Por Julia Duailibi, O Globo, 11/9/2026

Na manhã de 14 de setembro de 2023, os ministros do Supremo deram início ao primeiro julgamento da tentativa de golpe de Estado do 8 de Janeiro. No banco dos réus, Aécio Lúcio Costa Pereira, de 51 anos, que havia invadido o Congresso e se sentado na cadeira do presidente do Senado.

— Quem não acreditou, tamo aqui — disse Pereira. Assim como centenas de acusados, ele filmou e postou o próprio crime.

O ministro relator, Alexandre de Moraes, propôs a prisão por dano qualificado, deterioração de patrimônio público tombado, tentativa de abolição violenta do Estado Democrático de Direito, tentativa de golpe de Estado e associação criminosa. Pereira era um servidor da companhia de água e esgoto de São Paulo. Foi condenado a 17 anos de reclusão, com 15 anos e seis meses em regime fechado.

Sete ministros do Supremo votaram com Moraes pela condenação, entre os quais Luiz Fux, para quem o relator atuou com “extremo critério” e não deixou dúvida sobre a “autoria” e a “materialidade” dos crimes em questão. Fux acompanhou, integralmente, o relator.

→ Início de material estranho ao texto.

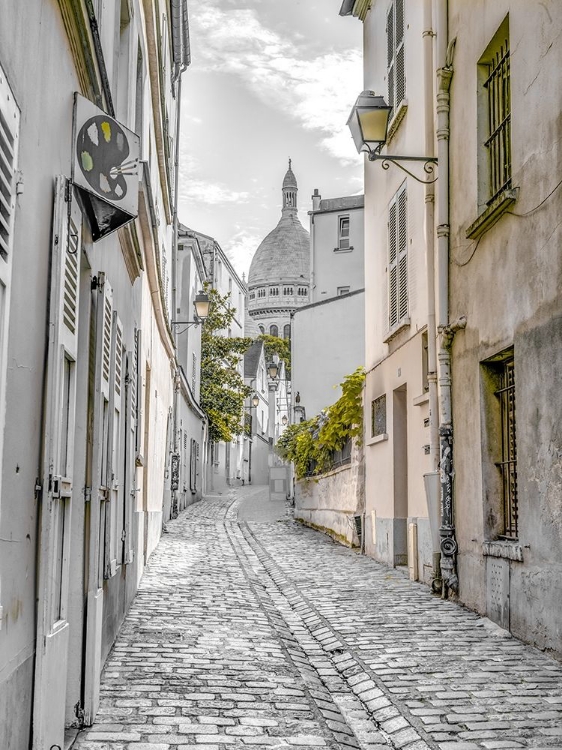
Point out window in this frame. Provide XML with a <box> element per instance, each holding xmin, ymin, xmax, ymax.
<box><xmin>257</xmin><ymin>288</ymin><xmax>266</xmax><ymax>299</ymax></box>
<box><xmin>283</xmin><ymin>324</ymin><xmax>291</xmax><ymax>340</ymax></box>
<box><xmin>479</xmin><ymin>18</ymin><xmax>511</xmax><ymax>206</ymax></box>
<box><xmin>249</xmin><ymin>291</ymin><xmax>255</xmax><ymax>300</ymax></box>
<box><xmin>337</xmin><ymin>286</ymin><xmax>350</xmax><ymax>296</ymax></box>
<box><xmin>283</xmin><ymin>286</ymin><xmax>293</xmax><ymax>296</ymax></box>
<box><xmin>270</xmin><ymin>324</ymin><xmax>278</xmax><ymax>337</ymax></box>
<box><xmin>496</xmin><ymin>358</ymin><xmax>517</xmax><ymax>538</ymax></box>
<box><xmin>258</xmin><ymin>325</ymin><xmax>265</xmax><ymax>334</ymax></box>
<box><xmin>297</xmin><ymin>287</ymin><xmax>308</xmax><ymax>297</ymax></box>
<box><xmin>388</xmin><ymin>184</ymin><xmax>408</xmax><ymax>330</ymax></box>
<box><xmin>337</xmin><ymin>216</ymin><xmax>350</xmax><ymax>251</ymax></box>
<box><xmin>371</xmin><ymin>395</ymin><xmax>387</xmax><ymax>438</ymax></box>
<box><xmin>387</xmin><ymin>0</ymin><xmax>405</xmax><ymax>120</ymax></box>
<box><xmin>269</xmin><ymin>287</ymin><xmax>279</xmax><ymax>297</ymax></box>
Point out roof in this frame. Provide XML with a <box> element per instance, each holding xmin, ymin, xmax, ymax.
<box><xmin>244</xmin><ymin>340</ymin><xmax>264</xmax><ymax>378</ymax></box>
<box><xmin>248</xmin><ymin>212</ymin><xmax>310</xmax><ymax>287</ymax></box>
<box><xmin>316</xmin><ymin>195</ymin><xmax>364</xmax><ymax>213</ymax></box>
<box><xmin>283</xmin><ymin>161</ymin><xmax>297</xmax><ymax>189</ymax></box>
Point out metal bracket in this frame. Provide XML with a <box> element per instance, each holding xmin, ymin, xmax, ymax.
<box><xmin>368</xmin><ymin>153</ymin><xmax>438</xmax><ymax>184</ymax></box>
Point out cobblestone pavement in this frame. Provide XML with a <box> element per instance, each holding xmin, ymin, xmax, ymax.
<box><xmin>74</xmin><ymin>488</ymin><xmax>562</xmax><ymax>750</ymax></box>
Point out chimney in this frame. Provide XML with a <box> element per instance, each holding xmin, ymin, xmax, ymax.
<box><xmin>312</xmin><ymin>188</ymin><xmax>321</xmax><ymax>211</ymax></box>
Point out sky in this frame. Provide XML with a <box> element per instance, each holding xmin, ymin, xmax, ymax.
<box><xmin>177</xmin><ymin>0</ymin><xmax>364</xmax><ymax>280</ymax></box>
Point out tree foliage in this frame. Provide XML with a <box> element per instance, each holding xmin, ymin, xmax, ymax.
<box><xmin>200</xmin><ymin>284</ymin><xmax>252</xmax><ymax>443</ymax></box>
<box><xmin>257</xmin><ymin>333</ymin><xmax>291</xmax><ymax>377</ymax></box>
<box><xmin>276</xmin><ymin>367</ymin><xmax>365</xmax><ymax>479</ymax></box>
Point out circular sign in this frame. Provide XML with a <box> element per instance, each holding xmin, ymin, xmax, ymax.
<box><xmin>76</xmin><ymin>115</ymin><xmax>130</xmax><ymax>201</ymax></box>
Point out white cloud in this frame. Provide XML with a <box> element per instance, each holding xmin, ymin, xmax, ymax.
<box><xmin>180</xmin><ymin>179</ymin><xmax>250</xmax><ymax>206</ymax></box>
<box><xmin>223</xmin><ymin>228</ymin><xmax>262</xmax><ymax>279</ymax></box>
<box><xmin>190</xmin><ymin>5</ymin><xmax>362</xmax><ymax>164</ymax></box>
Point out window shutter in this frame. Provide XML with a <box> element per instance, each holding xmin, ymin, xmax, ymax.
<box><xmin>105</xmin><ymin>312</ymin><xmax>124</xmax><ymax>576</ymax></box>
<box><xmin>397</xmin><ymin>187</ymin><xmax>408</xmax><ymax>321</ymax></box>
<box><xmin>388</xmin><ymin>199</ymin><xmax>398</xmax><ymax>328</ymax></box>
<box><xmin>124</xmin><ymin>346</ymin><xmax>136</xmax><ymax>564</ymax></box>
<box><xmin>387</xmin><ymin>4</ymin><xmax>395</xmax><ymax>113</ymax></box>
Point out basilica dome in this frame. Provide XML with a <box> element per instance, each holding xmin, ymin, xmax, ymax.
<box><xmin>247</xmin><ymin>162</ymin><xmax>311</xmax><ymax>339</ymax></box>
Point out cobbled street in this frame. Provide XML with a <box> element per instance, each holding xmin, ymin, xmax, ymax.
<box><xmin>74</xmin><ymin>487</ymin><xmax>562</xmax><ymax>750</ymax></box>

— O momento é trágico [por] termos que nos debruçar num caso tão dramático quanto este à democracia brasileira. Eu estou acompanhando integralmente o voto do eminente ministro Alexandre Moraes — disse Fux, para quem o réu atuara até com certa “euforia canina”.

Ontem, ao revisitar o 8 de Janeiro, com um elenco diferente no banco dos réus, Fux adotou visão bem mais tolerante e distinta da “euforia canina” identificada por ele em 2023. As graves ameaças apontadas pela acusação e pelo relator no processo contra os mandantes da trama golpista se transformaram em “choro de perdedor”, “bravatas” ou “mera irresignação”. Da minuta do golpe ao depoimento dos comandantes das Forças Armadas, Fux questionou uma a uma as provas da Procuradoria-Geral da República (PGR), principalmente as acusações contra o ex-presidente Bolsonaro. O rigor com o réu de outrora encontrou agora a PGR — e, na prática, o voto do relator — como alvo.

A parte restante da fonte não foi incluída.